Research conclusions

Screening of coagulation profile, instead of platelet monitoring, is likely the safest way to minimize the risk of post-arthroplasty thrombosis. In addition, fondaparinux can lead to the formation of anti-PF4/heparin antibodies or HIT.

Research perspectives

Although the number of patients of our series was relatively small, the rigorous sample selection criteria optimized the process of drawing conclusions and limited the impact of bias. Statistical analysis indicated that symptomatic thrombotic events were not correlated to thrombocytopenia or HIT and platelet count monitoring does not necessarily uncover cases of formation of anti-PF4/heparin antibodies that may be correlated to venous thromboembolism. Moreover, both LMWH and fondaparinux were found to be responsible for the formation of anti-PF4/heparin antibodies.
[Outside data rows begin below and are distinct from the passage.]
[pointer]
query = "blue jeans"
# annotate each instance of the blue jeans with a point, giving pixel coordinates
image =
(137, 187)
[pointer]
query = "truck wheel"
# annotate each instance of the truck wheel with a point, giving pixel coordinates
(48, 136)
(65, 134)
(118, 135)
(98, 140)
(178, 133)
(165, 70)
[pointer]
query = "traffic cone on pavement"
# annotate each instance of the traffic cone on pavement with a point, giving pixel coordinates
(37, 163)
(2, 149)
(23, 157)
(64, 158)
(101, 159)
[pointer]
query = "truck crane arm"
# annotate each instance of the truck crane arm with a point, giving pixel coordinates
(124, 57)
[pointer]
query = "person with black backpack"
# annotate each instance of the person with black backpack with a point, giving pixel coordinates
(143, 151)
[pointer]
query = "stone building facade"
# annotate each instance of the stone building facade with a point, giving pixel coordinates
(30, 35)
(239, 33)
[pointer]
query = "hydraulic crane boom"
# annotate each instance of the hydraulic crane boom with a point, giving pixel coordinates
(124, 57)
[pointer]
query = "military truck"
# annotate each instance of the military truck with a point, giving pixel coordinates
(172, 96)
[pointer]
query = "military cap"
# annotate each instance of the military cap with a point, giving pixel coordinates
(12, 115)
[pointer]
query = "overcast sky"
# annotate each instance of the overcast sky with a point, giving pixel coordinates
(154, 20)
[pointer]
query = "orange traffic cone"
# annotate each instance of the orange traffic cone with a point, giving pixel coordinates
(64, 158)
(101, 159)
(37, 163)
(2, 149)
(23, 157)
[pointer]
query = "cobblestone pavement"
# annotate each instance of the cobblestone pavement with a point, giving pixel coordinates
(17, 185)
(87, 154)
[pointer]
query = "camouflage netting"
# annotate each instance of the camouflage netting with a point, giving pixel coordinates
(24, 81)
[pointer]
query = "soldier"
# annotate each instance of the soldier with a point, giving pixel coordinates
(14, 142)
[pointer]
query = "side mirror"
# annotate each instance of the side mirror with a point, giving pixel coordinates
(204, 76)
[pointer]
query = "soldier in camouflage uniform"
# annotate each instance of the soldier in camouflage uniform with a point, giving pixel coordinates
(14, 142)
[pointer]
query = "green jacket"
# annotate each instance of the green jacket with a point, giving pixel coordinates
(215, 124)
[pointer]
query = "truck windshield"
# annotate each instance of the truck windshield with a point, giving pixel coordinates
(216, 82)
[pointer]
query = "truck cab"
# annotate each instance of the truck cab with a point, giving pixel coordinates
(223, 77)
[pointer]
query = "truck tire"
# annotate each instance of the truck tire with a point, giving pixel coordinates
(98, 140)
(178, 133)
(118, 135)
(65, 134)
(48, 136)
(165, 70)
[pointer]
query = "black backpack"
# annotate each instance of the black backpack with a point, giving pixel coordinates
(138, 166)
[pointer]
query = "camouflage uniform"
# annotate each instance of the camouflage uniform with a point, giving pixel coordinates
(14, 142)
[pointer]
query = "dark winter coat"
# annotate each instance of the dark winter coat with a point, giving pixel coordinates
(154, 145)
The correlation of thrombotic events to the formation of anti-PF4/heparin antibodies approached significance, whereas mutations of factors II and V were significantly correlated to symptomatic thrombosis. Thus, the evaluation of mutations of factor II and factor V preoperatively may reduce thrombotic complications in patients undergoing major joint replacement. Preoperative tests should be based on the clinical benefit and cost effectiveness ratio and should also lead to individual patient risk assessment or to the most optimal pharmacologic prophylaxis against venous thromboembolism and HIT after elective lower limb arthroplasties.